Los coches lo siguieron hasta una explanada acondicionada para picnics. El policía hizo un gesto para que aparcasen y señaló hacia una casita blanca situada a orillas del lago.
—Espérenme aquí en completo silencio —ordenó con voz autoritaria, y espoleó al caballo por el camino de tierra.
En cuanto desapareció entre los árboles, Agatha se dirigió al director:
—La señora Hoffman había pedido que las fuerzas del orden quedaran al margen —lo riñó—. ¡Ahora todos se enterarán del robo de las joyas y de la intervención de la Eye!
—¡A la porra la discreción! —replicó el hombre con vehemencia—. ¡Aquí está en juego el buen nombre de mi hotel!
Mister Kent hizo crujir los dedos de forma amenazadora, y el gorila de seguridad le respondió inmediatamente de la misma manera.
Scarlett, que estaba sentada, afligida, en un banco de madera, interrumpió el duelo a distancia.
—Yo tengo la culpa de todo —admitió mientras se quitaba el sombrero de cowboy—. Esta vez he organizado un lío fenomenal…
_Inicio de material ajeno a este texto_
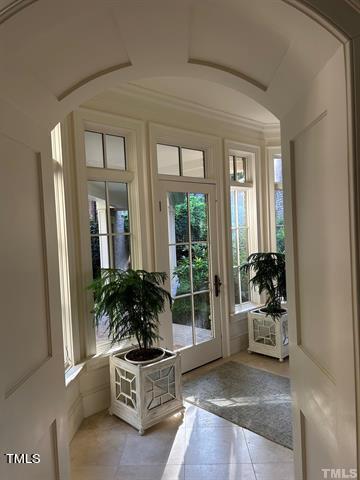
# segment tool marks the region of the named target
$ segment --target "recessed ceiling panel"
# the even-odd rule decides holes
[[[224,4],[196,4],[190,27],[190,57],[233,68],[265,85],[288,49],[289,42],[248,15]]]
[[[186,77],[146,78],[132,83],[141,87],[144,94],[156,92],[169,101],[185,101],[219,115],[234,115],[263,124],[278,123],[278,119],[255,100],[219,83]]]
—Entonces, no soy el único chapucero de la familia de la familia —respondió alegremente Larry. Pero inmediatamente se arrepintió de haberlo dicho y le dio un golpecito en el hombro para animarla—. ¡No te atormentes, prima, el policía ya vuelve a toda velocidad!
Al otro lado del camino, el oficial canadiense tiró de las riendas del caballo e hizo tintinear en el aire un brazalete de oro.
—¡Vengan conmigo! —gritó—. ¡Necesito su ayuda!